[Dixielandjazz] OKOM (does a funny turn)
Steve Voce
stevevoce at virginmedia.com
Tue Sep 19 15:22:07 EDT 2017
Harry James tore me apart when I interviewed him in his dressing room
and asked him about 'the more commercial things'
'WHADDAYA MEAN, COMMERCIAL?' he roared.
'Well, Sleepy Lagoon and things like that,' I stammered. 'Commerical is
when I stand on my head and wear a funny hat,' he said 'I'm proud of
everything we ever recorded.' The interview didn't go too well after
that. (The whole thing is quoted in his biography).
I seem to be recovering. I can go out on my own for a few minutes at a time.
Steve Voce
On 19/09/2017 20:06, Marek Boym wrote:
> Harry James denied playing schmaltz, although he did, a lot - he
> either really liked it or needed the dough.
> But listening to Lunceford uncovers some schmaltz, too - and Willie
> Smith was with his band. Besides - why is this worse than Latin music
> so many swing musicians had to play in later years?
> Cheers
>
> On 19 September 2017 at 20:48, ROBERT R. CALDER
> <serapion at btinternet.com <mailto:serapion at btinternet.com>> wrote:
>
> OM of course means Order of Merit, one of the highest exclusive
> honours or honors available (though only to a dozen people,
> including Henry James, not to be confused with a brilliant jazz
> trumpeter who must have had a hide two elephants thick to stand in
> front of a band playing the superslithery Schmalz I suffered when
> sifting out -- for ace Williesmithophile Dick Lee -- some
> brilliant solos. Poor Willie, that his last years came so early
> and he was in a band playing THAT!).
>
> 'tis fifty years this 2017 year since the great altosaxophonist
> Willie Smith departed, among other wonders perhaps the final
> influence on Benny Carter's alto playing -- a point which might be
> argued, though the hunt for evidence through all those recordings
> ought to keep people if not their music rooms quiet, if interested
> in the possible influence of WS on BC. A cat can influence a King.
>
> And it's a century and a year since the mordant comment was passed
> around London literary circles that Henry James was still alive
> only because resolutely, stubbornly waiting to be preceded --
> aloft, says the old song Tom Bowling -- by the member of the Order
> of Merit whose exit from this vale of tears rendered available the
> letters OM to follow the name Henry James on his tombstone.
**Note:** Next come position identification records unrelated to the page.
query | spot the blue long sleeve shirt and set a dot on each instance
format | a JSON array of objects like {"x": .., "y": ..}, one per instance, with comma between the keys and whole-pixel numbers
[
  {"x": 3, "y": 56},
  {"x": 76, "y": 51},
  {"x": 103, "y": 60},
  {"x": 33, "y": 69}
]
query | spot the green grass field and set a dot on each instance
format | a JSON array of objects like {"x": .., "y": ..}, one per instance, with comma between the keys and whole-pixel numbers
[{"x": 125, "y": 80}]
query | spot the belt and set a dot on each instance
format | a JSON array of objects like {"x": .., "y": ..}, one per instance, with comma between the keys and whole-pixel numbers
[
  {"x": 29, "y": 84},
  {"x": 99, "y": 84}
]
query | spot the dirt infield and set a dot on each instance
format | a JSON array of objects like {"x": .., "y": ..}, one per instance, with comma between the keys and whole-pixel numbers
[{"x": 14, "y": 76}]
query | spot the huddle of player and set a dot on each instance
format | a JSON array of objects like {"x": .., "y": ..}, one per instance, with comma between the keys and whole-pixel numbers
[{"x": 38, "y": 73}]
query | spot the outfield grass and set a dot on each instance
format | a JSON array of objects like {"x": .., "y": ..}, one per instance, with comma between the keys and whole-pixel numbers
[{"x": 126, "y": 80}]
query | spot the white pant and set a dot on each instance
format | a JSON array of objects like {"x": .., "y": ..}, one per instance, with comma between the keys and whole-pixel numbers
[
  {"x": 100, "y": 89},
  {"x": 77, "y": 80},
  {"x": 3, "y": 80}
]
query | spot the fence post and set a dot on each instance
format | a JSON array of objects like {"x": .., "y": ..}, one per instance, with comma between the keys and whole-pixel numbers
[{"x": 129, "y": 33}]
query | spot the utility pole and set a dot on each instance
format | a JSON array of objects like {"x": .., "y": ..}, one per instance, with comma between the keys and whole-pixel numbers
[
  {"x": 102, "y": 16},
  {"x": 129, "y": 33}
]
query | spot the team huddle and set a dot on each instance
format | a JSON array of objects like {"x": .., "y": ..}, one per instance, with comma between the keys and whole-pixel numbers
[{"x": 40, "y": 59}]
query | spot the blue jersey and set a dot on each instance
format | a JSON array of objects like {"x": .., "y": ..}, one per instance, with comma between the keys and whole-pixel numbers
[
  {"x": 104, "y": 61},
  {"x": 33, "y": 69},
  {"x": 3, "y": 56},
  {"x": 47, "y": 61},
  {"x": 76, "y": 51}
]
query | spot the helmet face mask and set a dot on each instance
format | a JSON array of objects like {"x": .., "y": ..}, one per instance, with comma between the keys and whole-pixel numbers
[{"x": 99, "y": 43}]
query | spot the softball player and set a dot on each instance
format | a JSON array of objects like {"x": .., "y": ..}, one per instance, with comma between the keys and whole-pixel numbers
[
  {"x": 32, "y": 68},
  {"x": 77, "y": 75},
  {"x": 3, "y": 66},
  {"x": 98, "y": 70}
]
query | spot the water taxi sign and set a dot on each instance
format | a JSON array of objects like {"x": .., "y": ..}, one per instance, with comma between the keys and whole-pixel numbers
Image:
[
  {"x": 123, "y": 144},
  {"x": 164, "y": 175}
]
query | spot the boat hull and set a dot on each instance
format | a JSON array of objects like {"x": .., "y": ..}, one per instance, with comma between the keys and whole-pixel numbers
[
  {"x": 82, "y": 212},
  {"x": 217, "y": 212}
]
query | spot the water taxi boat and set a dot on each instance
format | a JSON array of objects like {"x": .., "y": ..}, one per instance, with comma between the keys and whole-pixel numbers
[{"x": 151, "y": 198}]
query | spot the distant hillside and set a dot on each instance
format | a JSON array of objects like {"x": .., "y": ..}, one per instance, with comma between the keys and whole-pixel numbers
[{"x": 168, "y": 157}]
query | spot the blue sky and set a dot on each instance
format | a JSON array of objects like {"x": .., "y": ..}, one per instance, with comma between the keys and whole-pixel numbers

> And sixteen days after the departure of Henry, Harry was born and
> given his famous decaffeinated middle name.
>
> If you want some rubbish of even less worth than the above -- but
> it's always worth reminding people of Willie Smith, and the marvel
> that is her performance on Jimmy Lunceford's UPTOWN BLUES -- I am
> happily not planning to produce some Goonery on the topic of Henry
> James's philosopher-psychologist brother William, and the 1930s
> blues guitarist Willie B. James, greatly accomplished as Willie B.
> was.
> Anyway I've mentioned why OM is appropriate.
>
> OK?
>
> In that wonderful genre OKOM
> the drummer did not drop the bomb
> and the chords weren't daft --
> fifths were properly quaffed ...
> and, dear Bill Haesler, cheers! says this Pom.
> (phew!)
>
>
>
>
>
>
> _______________________________________________
> To unsubscribe or change your e-mail preferences for the Dixieland Jazz Mailing list, or to find the online archives, please visit:
>
> http://ml.islandnet.com/mailman/listinfo/dixielandjazz
>
>
>
> Dixielandjazz mailing list
> Dixielandjazz at ml.islandnet.com
---
This email has been checked for viruses by Avast antivirus software.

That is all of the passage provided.